# Boruta-Shap
BorutaShap is a wrapper feature selection method which combines both the Boruta feature selection algorithm with shapley values. This combination has proven to out perform the original Permutation Importance method in both speed, and the quality of the feature subset produced. Not only does this algorithm provide a better subset of features, but it can also simultaneously provide the most accurate and consistent global feature rankings which can be used for model inference too. Unlike the orginal R package, which limits the user to a Random Forest model, BorutaShap allows the user to choose any Tree Based learner as the base model in the feature selection process.
Despite BorutaShap's runtime improvments the SHAP TreeExplainer scales linearly with the number of observations making it's use cumbersome for large datasets.
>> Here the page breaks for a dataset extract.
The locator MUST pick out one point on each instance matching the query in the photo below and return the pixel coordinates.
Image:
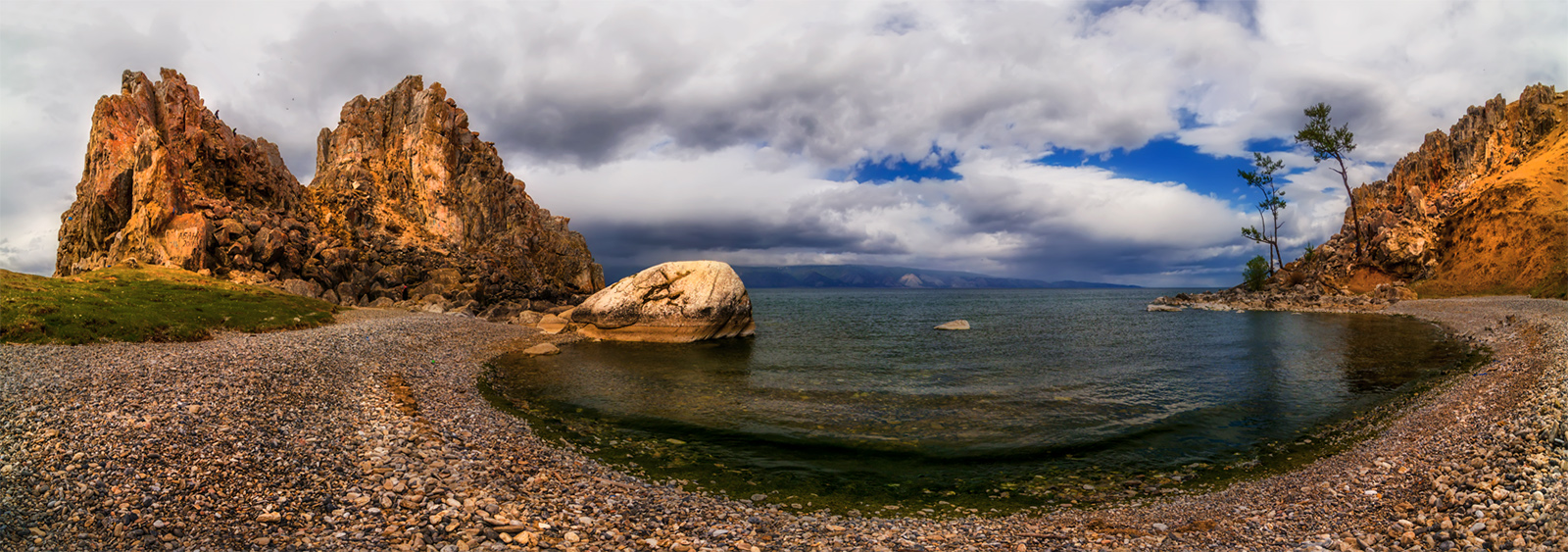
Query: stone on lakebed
(670, 303)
To combat this, BorutaShap includes a sampling procedure which uses the smallest possible subsample of the data availble at each iteration of the algorithm. It finds this sample by comparing the distributions produced by an isolation forest of the sample and the data using ks-test. From experiments, this procedure can reduce the run time up to 80% while still creating a valid approximation of the entire data set. Even with these improvments the user still might want a faster solution so BorutaShap has included an option to use the mean decrease in gini impurity. This importance measure is independent of the size dataset as it uses the tree's structure to compute a global feature ranking making it much faster than SHAP at larger datasets. Although this metric returns somewhat comparable feature subsets, it is not a reliable measure of global feature importance in spite of it's wide spread use. Thus, I would recommend to using the SHAP metric whenever possible.
### Algorithm
1. Start by creating new copies of all the features in the data set and name them shadow + feature_name, shuffle these newly added features to remove their correlations with the response variable.
2. Run a classifier on the extended data with the random shadow features included. Then rank the features using a feature importance metric the original algorithm used permutation importance as it's metric of choice.
3. Create a threshold using the maximum importance score from the shadow features. Then assign a hit to any feature that had exceeded this threshold.
4. For every unassigned feature preform a two sided T-test of equality.
5. Attributes which have an importance significantly lower than the threshold are deemed 'unimportant' and are removed them from process. Deem the attributes which have importance significantly higher than than the threshold as 'important'.
6. Remove all shadow attributes and repeat the procedure until an importance has been assigned for each feature, or the algorithm has reached the previously set limit of runs.
If the algorithm has reached its set limit of runs and an importance has not been assigned to each feature the user has two choices. Either increase the number of runs or use the tentative rough fix function which compares the median importance values between unassigned features and the maximum shadow feature to make the decision.
## Installation
Use the package manager [pip](https://pip.pypa.io/en/stable/) to install foobar.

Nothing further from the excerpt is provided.